たぶん、私がいたからだ。私が、言ってしまえばスケープゴートだった。
最近、一瞬、お姉ちゃんを恨んだこともある。「私はお母さんのお世話をしてるのに、お姉ちゃんだけ自由になってズルい」と。でもそれはただの逆恨みというか。お姉ちゃんはお姉ちゃんで、私が生まれるより前に家庭で不安な思いをしてきたんだろうと気づく。私が生まれるまでの11年もの間、一人で耐えてきたんだと。
そりゃ何がなんでも出たくなるよ、わかるよ。お姉ちゃんも同じくらい、すごくつらい思いをしてきたんだろうと思う。

私はもう23歳なのに、まだお母さんに囚われている。今、最近になって、やっと色々な決心がついてきた。遅いと思う。

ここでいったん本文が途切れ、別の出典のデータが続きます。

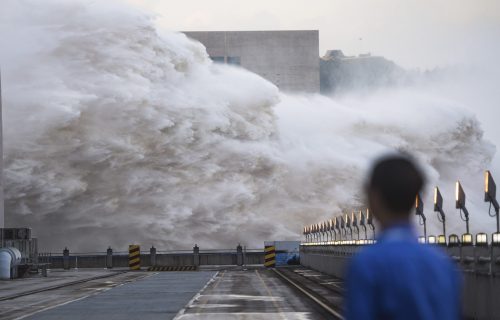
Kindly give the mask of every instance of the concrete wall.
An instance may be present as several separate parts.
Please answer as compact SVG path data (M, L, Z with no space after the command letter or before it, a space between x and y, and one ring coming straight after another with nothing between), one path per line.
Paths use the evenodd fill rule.
M303 266L343 278L349 259L359 246L301 246ZM463 269L463 315L467 319L494 319L500 315L500 247L449 247L450 256ZM489 262L487 261L490 257ZM495 318L498 319L498 318Z
M319 92L317 30L203 31L185 34L200 41L211 57L222 57L226 63L239 62L242 67L268 79L281 90Z
M357 250L355 246L301 246L300 264L342 279Z
M192 266L196 265L193 253L170 253L156 254L157 266ZM200 265L236 265L236 252L200 253ZM49 263L52 269L63 268L63 256L42 255L40 263ZM106 255L69 255L69 268L105 268ZM114 254L113 268L128 267L128 255ZM245 264L264 264L264 252L247 252L244 255ZM141 254L141 267L150 267L151 258L149 254Z

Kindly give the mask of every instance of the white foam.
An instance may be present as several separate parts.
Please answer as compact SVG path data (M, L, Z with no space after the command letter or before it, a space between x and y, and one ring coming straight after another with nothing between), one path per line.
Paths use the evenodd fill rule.
M6 0L0 21L6 218L46 249L296 239L360 205L364 170L389 150L422 160L450 214L458 177L482 205L494 147L435 94L280 93L122 3Z

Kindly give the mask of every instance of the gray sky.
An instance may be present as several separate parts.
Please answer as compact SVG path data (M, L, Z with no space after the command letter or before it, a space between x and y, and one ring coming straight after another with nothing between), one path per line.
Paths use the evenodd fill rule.
M498 0L125 1L171 30L318 29L321 55L371 51L411 68L500 53Z

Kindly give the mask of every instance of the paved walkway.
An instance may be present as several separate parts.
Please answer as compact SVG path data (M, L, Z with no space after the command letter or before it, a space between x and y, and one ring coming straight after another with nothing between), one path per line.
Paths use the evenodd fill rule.
M176 320L331 319L271 270L221 271Z
M24 319L172 319L214 275L162 272Z
M51 286L64 285L74 281L86 280L95 277L106 277L115 275L116 270L50 270L48 277L35 276L20 278L9 281L0 281L0 298L21 294L32 290L44 289Z

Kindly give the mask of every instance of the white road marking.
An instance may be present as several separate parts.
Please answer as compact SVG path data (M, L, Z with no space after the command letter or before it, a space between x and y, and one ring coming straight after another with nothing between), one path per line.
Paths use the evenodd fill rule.
M273 320L273 319L287 320L310 320L309 312L234 312L234 313L186 313L180 316L179 320Z
M37 314L37 313L40 313L40 312L43 312L43 311L51 310L51 309L54 309L54 308L57 308L57 307L64 306L64 305L66 305L66 304L70 304L70 303L72 303L72 302L76 302L76 301L79 301L79 300L83 300L83 299L86 299L86 298L88 298L88 297L91 297L91 296L95 296L95 295L97 295L97 294L100 294L100 293L102 293L102 292L104 292L104 291L108 291L108 290L111 290L111 289L113 289L113 288L120 287L120 286L122 286L122 285L124 285L124 284L126 284L126 283L129 283L129 282L134 282L134 281L137 281L137 280L142 280L142 279L148 278L148 277L150 277L150 276L153 276L153 275L155 275L155 274L156 274L156 273L154 273L154 274L152 274L152 275L147 275L147 276L145 276L145 277L135 278L135 279L133 279L133 280L128 280L128 281L126 281L126 282L124 282L124 283L120 283L120 284L119 284L119 285L117 285L117 286L104 288L103 290L96 290L96 292L91 293L91 294L88 294L88 295L86 295L86 296L83 296L83 297L80 297L80 298L76 298L76 299L73 299L73 300L70 300L70 301L66 301L66 302L63 302L63 303L55 304L55 305L52 305L52 306L49 306L49 307L46 307L46 308L43 308L43 309L39 309L39 310L36 310L36 311L33 311L33 312L28 313L28 314L22 315L22 316L20 316L20 317L14 318L14 320L21 320L21 319L24 319L24 318L30 317L30 316L32 316L32 315L34 315L34 314ZM94 280L98 280L98 279L94 279ZM94 281L94 280L90 280L90 281ZM82 283L80 283L80 284L85 284L85 283L87 283L87 282L82 282ZM68 287L70 287L70 286L68 286ZM60 289L63 289L63 288L67 288L67 287L62 287L62 288L60 288ZM82 288L82 289L84 289L84 288ZM58 289L56 289L56 290L58 290ZM39 293L41 293L41 292L39 292ZM35 294L39 294L39 293L35 293Z
M193 307L195 301L198 300L198 298L201 296L201 293L208 287L209 284L211 284L212 282L215 281L215 278L217 278L218 274L219 274L219 271L217 271L213 275L213 277L210 280L208 280L208 282L205 284L205 286L203 288L201 288L200 291L198 291L198 293L195 294L191 300L189 300L189 302L186 304L186 306L184 308L182 308L181 310L179 310L179 312L177 312L177 314L175 315L173 320L180 319L186 313L186 309Z

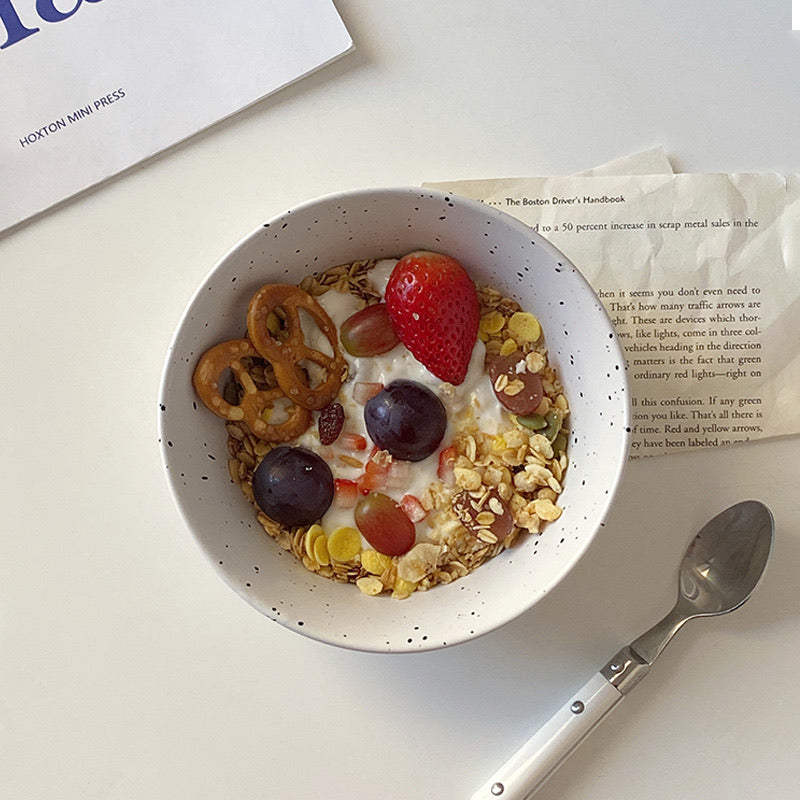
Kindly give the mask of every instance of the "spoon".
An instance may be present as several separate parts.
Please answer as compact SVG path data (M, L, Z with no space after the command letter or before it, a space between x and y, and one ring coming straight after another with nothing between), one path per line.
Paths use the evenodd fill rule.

2年前に鬱になってから突然ガタが来た。お母さんと暮らすのは限界だと感じるようになった。
今までも時折「機能不全家庭」や「アダルトチルドレン」、「親 依存」と調べることがあった。でも、打開は無理だと諦めていた。息がしづらい、という自覚だけを残して。
鬱になって逆に視界が開けたというか、言ってしまえば洗脳状態から解放されたのか。
「もしかしてこれっておかしいのか」、と思うことが増えた。違和感が大きくなる。歪みが見える。
鬱で脳が破壊されて、かえって正常に物事を見られるようになった。様様だ。
端折っているだけで、他にも色々と気づいたこととか、ある。でもここではとりあえず散らばりすぎないように記憶優先で書いた。

たぶん、まだ変な認知と歪みに囚われていると思う。他にもまだ、思うことがある。
これまで自分が嫌だったこと、つらかったこと、全部書けばいい。すべてを公開することで、「人に言えるくらいなんだから、なんてことなかった」と思えるようになるかもしれない。そういう気持ちもあって、いろんなところでいろんな話をしている。
これって自傷なのかな。そんなことないか。ごめん。同情されたいとも思わないけど、こんなことばかり言っていたら人は離れていくと思う
段々現在の感情ベースになってきたから、ここでやめる。
続きがあるとすれば、これは「自我シリーズ」としたい。
きっと続きがあるなら、重複する内容も出てくるかもしれないが、感情とエピソードの整理が目的だから。あまり気にしないでほしい

少しずつ、少しずつ、自分の意思を宿していきたい。